11 Penelitian ini bertujuan untuk mengetahui bagaimana proses komodifikasi kemiskinan yang terdapat dalam acara Orang Pinggiran Trans7. Untuk melihat tanda-tanda dan proses komodifikasi dalam acara ini, peneliti menggunakan pendekatan semiotika dibantu dengan teori ekonomi politik media. Komodifikasi merupakan salah satu entry process untuk memahami bagaimana fenomena media yang ada dimaknai dari perspektif ekonomi politik kritis. Semiotika adalah suatu ilmu atau metodologi analisis untuk mengkaji tanda. Tanda-tanda adalah perangkat yang kita pakai dalam upaya berusaha mencari jalan di dunia ini, di tengah-tengah manusia dan bersama-sama manusia. Semiotika, atau dalam istilah Barthes, semiologi, pada dasarnya hendak mempelajari bagaimana kemanusiaan (humanity) memaknai hal-hal (things). (Sobur, 2013:15) Peneliti menggunakan model analisis semiotika dari John Fiske karena menurut peneliti model ini mampu menjawab pertanyaan penelitian yang sudah ditetapkan sebelumnya. Menurut John Fiske (Fiske, 2007) saat menampilkan objek, peristiwa, gagasan, kelompok, atau seseorang paling tidak ada tiga proses yang dihadapi oleh wartawan, diantaranya level realitas, representasi dan ideologi. Pada level pertama, adalah peristiwa yang ditandakan (encode) sebagai realitas. Dalam bahasa gambar (terutama televisi) ini umumnya berhubungan dengan aspek seperti pakaian, lingkungan, ucapan, dan ekspresi. Di sini, realitas selalu siap ditandakan, ketika kita menganggap dan mengkonstruksi peristiwa tersebut sebagai sebuah realitas.

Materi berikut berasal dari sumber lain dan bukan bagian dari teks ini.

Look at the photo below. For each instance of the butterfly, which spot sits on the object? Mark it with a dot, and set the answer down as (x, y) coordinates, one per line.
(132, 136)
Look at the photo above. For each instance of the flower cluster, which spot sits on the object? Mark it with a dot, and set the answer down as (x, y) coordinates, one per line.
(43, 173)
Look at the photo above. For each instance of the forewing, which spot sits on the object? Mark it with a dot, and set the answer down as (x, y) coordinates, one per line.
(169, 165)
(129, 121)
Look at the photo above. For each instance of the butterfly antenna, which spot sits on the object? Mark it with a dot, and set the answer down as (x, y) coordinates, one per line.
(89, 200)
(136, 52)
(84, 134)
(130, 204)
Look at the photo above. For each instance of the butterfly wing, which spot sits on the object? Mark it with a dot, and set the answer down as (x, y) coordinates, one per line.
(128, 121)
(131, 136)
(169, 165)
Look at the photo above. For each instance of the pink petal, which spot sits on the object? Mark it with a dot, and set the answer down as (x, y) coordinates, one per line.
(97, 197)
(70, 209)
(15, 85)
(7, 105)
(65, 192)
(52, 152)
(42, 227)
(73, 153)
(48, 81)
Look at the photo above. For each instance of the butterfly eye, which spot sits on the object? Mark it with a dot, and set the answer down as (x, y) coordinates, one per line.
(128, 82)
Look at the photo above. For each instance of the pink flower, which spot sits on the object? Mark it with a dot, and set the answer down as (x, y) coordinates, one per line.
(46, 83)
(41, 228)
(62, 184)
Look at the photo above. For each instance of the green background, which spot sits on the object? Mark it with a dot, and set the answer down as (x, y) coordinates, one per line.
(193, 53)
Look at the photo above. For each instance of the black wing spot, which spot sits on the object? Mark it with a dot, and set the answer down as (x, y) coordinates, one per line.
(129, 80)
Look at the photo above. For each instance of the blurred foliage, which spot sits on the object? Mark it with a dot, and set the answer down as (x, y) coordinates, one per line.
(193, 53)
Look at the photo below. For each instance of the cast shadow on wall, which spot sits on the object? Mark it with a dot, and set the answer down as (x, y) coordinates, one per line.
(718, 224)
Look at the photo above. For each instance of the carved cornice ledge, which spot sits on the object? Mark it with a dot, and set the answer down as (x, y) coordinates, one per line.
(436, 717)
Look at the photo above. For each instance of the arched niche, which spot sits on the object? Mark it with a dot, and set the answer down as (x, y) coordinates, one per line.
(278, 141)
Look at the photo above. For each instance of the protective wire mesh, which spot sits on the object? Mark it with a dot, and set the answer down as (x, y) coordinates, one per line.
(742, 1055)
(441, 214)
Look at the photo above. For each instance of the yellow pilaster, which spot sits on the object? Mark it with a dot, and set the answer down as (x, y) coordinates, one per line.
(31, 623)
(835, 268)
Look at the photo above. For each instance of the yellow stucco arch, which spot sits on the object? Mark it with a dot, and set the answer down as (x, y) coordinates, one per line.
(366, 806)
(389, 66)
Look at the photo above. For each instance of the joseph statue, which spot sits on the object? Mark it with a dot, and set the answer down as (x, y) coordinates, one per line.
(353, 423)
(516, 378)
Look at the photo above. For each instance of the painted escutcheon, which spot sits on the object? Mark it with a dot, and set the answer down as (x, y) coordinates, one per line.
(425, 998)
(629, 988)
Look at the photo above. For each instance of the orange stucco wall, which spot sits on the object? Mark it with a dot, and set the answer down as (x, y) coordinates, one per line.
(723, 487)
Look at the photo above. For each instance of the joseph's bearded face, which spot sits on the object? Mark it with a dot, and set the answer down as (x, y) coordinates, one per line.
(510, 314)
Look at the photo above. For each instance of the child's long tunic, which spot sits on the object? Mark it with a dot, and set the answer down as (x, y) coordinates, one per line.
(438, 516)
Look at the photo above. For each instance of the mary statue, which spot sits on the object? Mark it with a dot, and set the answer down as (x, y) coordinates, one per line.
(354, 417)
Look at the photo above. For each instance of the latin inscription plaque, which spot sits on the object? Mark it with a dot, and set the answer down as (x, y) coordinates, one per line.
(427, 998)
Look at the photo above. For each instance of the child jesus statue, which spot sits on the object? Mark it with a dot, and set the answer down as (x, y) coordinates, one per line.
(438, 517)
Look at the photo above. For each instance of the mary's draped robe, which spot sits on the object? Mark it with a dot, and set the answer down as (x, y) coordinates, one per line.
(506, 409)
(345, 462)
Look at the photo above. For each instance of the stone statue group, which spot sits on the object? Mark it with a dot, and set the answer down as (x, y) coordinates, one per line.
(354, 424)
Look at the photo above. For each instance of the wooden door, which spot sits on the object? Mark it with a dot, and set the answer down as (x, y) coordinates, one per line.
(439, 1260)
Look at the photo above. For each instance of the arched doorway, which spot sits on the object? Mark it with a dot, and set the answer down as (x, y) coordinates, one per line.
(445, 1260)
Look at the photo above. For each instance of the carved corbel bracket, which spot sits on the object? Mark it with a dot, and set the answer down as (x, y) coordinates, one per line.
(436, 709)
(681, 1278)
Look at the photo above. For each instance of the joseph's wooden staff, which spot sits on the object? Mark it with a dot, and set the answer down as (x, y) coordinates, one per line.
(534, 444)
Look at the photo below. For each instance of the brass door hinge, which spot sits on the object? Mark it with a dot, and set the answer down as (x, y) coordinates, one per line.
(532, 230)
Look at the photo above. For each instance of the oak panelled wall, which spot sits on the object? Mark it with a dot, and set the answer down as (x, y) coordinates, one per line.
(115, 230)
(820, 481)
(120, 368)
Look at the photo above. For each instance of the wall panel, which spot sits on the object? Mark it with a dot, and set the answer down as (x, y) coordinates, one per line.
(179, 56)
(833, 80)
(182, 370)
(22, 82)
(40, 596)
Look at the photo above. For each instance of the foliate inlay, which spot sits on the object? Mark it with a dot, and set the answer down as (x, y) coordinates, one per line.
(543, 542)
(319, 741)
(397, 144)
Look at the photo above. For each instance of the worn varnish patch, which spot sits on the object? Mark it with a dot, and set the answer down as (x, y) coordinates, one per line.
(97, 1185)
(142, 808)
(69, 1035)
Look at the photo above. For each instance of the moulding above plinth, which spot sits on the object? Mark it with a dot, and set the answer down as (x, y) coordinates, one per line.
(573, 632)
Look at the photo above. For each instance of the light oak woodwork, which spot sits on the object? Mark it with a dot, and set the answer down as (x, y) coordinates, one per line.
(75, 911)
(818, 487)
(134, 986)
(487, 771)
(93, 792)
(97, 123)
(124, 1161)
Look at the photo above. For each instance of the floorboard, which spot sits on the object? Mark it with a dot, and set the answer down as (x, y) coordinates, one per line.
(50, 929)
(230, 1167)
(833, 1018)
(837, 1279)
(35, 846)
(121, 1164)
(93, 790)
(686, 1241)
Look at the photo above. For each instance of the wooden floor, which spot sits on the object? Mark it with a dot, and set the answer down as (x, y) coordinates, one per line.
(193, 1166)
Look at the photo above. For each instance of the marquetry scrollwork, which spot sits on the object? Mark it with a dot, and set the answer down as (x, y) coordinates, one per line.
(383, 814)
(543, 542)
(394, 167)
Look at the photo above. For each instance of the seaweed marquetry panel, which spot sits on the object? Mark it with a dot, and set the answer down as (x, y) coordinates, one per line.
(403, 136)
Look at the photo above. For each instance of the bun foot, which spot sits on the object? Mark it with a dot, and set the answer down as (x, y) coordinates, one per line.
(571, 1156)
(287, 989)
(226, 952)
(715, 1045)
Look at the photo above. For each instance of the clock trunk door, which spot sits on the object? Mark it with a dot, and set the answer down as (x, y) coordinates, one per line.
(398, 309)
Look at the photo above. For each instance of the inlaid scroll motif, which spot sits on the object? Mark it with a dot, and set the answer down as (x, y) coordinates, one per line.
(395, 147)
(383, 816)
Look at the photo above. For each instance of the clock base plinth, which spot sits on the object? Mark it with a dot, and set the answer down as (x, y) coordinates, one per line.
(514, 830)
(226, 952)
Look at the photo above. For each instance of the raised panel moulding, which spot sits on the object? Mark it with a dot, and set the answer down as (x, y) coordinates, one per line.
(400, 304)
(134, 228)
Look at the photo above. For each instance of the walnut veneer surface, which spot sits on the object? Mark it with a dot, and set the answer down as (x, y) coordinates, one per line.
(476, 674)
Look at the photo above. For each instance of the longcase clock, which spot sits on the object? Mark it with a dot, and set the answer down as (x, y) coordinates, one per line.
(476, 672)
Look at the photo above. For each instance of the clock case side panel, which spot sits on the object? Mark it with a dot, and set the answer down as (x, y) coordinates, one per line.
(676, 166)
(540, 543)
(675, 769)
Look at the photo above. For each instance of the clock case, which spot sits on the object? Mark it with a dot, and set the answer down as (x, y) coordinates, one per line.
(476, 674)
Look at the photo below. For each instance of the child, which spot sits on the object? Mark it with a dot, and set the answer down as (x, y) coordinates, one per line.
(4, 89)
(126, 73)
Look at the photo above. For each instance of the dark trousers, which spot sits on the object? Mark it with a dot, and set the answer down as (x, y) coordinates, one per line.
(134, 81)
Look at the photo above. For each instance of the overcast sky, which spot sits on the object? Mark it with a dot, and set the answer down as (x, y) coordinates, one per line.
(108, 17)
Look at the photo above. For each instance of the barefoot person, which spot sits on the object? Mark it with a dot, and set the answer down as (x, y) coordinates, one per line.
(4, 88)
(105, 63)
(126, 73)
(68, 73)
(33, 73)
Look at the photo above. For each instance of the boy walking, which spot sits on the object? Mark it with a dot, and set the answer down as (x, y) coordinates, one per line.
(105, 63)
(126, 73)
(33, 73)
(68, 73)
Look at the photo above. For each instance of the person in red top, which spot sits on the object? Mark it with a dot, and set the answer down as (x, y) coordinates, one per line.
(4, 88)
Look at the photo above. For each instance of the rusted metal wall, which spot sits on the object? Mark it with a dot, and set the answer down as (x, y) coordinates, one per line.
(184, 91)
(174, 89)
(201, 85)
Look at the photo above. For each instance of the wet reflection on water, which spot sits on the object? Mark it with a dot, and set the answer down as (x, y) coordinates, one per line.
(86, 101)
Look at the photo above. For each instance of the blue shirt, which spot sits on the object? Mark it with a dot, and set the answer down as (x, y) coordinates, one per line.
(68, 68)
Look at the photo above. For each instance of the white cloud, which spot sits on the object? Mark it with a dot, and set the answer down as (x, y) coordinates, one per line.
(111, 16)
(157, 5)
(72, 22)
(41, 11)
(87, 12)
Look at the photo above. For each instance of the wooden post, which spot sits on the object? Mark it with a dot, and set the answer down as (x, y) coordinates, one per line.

12 Pada level kedua, ketika kita memandang sesuatu sebagai realitas, pertanyaan berikutnya adalah bagaimana realitas itu digambarkan. Dalam bahasa gambar/televisi, alat itu berupa kamera, pencahayaan, editing, atau musik. Pemakaian kata-kata, kalimat, atau proposisi tertentu, misalnya, membawa makna tertentu ketika diterima khalayak. Pada level ketiga, bagaimana peristiwa tersebut diorganisisr ke dalam konvensi-konvensi yang diterima secara ideologis. Bagaimana kode-kode representasi dihubungkan dan diorganisasikan ke dalam koherensi sosial seperti kelas sosial, atau kepercayaan dominan yang ada dalam masyarakat (patriarki, matrealisme, kapitalisme, dan sebagainya). Fiske menambahkan, ketika kita melakukan representasi tidak bisa dihindari kemungkinan menggunakan ideologi tersebut.